The industry is far from out of the woods. But still -- today, on the front page, the WSJ's Jeff Bennet and Mike Ramsey take stock and finds some really, really good news:
After the Crash, Auto Towns Revive
FLORA, Ill.—A year after the U.S. government swooped in to rescue two crippled auto giants, the car business is showing signs of life again—and so are local economies across the heartland that depend on it.
As soon as General Motors Co. and Chrysler Group LLC finished racing into and out of bankruptcy court last fall, orders for headlamps and other car parts began streaming back to two factories here in this southern Illinois hamlet. The factories quickly re-hired about 400 of their 550 laid-off workers, giving Flora, Pop. 4,772, a big shot in the arm.Maybe the picture would be similar if GM and Chysler had been left to their fates? Suppliers don't think so:
Local businesses are perking up. The Best Western just outside town occasionally fills all 41 of its rooms again. And shoppers are less scarce in Joe Etchison's appliance store. "Last year, people were sticking with the basics and skipping the stainless-steel refrigerators," he said, walking his downtown showroom trailed by Taz, his dog. People have "figured out the world has not ended."
Similar scenes are playing out across the Midwest, where the speedy stabilization of GM and Chrysler appears to have helped towns tied to the auto industry to get back on their feet more quickly than they may have otherwise.
If GM and Chrysler had languished in bankruptcy, industry executives argue, things would have been far worse. "I think the supplier industry would have collapsed and, for that matter, the U.S. economy," said Matthew Simoncini, chief financial officer of seat maker Lear Corp., which itself sought bankruptcy protection last July. "Ultimately the bailout has helped the suppliers. It allowed GM to remain viable, and the fact that it got back up and running quickly really helped the supply chain."

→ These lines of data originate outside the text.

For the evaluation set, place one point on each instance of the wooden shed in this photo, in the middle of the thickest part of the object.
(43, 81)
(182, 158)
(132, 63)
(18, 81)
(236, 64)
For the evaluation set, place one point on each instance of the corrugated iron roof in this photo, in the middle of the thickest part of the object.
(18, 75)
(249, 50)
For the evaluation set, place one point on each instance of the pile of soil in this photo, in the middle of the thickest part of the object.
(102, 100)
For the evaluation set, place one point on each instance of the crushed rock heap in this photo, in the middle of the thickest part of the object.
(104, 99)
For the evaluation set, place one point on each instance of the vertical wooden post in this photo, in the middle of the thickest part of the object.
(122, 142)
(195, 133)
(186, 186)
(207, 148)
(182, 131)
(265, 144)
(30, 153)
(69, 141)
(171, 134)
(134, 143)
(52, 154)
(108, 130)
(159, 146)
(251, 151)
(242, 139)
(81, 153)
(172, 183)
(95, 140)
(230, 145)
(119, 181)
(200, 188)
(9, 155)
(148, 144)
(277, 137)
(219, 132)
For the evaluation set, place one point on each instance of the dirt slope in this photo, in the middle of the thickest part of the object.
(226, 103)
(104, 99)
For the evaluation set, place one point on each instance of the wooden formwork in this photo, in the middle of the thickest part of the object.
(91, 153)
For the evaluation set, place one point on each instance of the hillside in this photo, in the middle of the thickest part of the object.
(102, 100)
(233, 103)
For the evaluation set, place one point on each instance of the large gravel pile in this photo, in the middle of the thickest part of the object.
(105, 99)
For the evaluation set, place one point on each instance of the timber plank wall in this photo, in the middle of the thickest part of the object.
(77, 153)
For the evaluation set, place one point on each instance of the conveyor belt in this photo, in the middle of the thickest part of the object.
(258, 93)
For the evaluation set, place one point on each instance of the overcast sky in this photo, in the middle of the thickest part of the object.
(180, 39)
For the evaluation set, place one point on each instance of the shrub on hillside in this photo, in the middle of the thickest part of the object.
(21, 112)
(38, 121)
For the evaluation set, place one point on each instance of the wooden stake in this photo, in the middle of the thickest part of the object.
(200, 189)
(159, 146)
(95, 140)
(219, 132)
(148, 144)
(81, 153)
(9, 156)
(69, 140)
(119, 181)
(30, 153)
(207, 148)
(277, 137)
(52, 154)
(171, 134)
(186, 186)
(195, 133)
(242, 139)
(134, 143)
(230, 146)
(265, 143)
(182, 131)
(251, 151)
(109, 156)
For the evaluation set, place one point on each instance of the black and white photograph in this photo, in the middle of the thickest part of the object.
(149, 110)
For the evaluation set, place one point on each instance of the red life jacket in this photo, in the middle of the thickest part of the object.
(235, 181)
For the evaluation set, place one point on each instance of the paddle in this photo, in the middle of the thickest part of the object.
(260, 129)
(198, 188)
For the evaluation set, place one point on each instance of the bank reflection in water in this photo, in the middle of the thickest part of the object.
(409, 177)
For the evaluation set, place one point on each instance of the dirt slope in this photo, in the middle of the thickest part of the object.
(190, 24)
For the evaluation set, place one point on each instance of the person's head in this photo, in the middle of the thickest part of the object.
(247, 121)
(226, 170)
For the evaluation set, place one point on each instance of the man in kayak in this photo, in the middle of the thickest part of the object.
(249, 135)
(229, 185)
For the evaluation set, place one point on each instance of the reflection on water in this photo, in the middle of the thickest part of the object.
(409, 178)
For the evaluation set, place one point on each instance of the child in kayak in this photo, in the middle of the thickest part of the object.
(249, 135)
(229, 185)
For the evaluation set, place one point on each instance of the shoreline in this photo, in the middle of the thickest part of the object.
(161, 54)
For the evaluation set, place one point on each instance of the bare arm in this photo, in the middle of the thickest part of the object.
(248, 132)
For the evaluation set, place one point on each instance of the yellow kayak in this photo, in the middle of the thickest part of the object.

Lear spent about 125 days in Chapter 11 last year, three times as long as GM. Now it, too, is hiring. A plant in Hammond, Ind., that supplies seats to Ford Motor Co. recently said it was adding about 250 more workers to the 170 employed there...[snip]
The TRW steering plant, one of the largest employers in Hawkins county, laid off 75% of its 275 workers last year when Chrysler's survival was in doubt. After the auto maker was restructured and paired with partner Fiat SpA, the plant brought back most of its workers. Other suppliers, including Cooper-Standard Automotive, which makes fuel lines, and Hutchinson Worldwide, which makes rubber seals, are hiring, too.
The midwest is still hurting, bad. Unemployment, auto sales, home prices have come back only a little ways. GM and Chysler face huge challenges. But still, the deals worked out or pressed on stakeholders before the companies entered bankruptcy enabled an emergence from bankruptcy so swift it probably mitigated the I-won't-buy-a-car-from-a-company-that-went-bankrupt effect.It also saved many suppliers from collapse:
GM and Chrysler emerged from bankruptcy in "an amazingly short period of time," said Martin Fischer, president of Hella Corporate Center USA. Their quick return to production "undoubtedly saved jobs and reduced operating losses at major North American suppliers such as Hella."Yes, that socialist President of ours is killing capitalism, isn't he?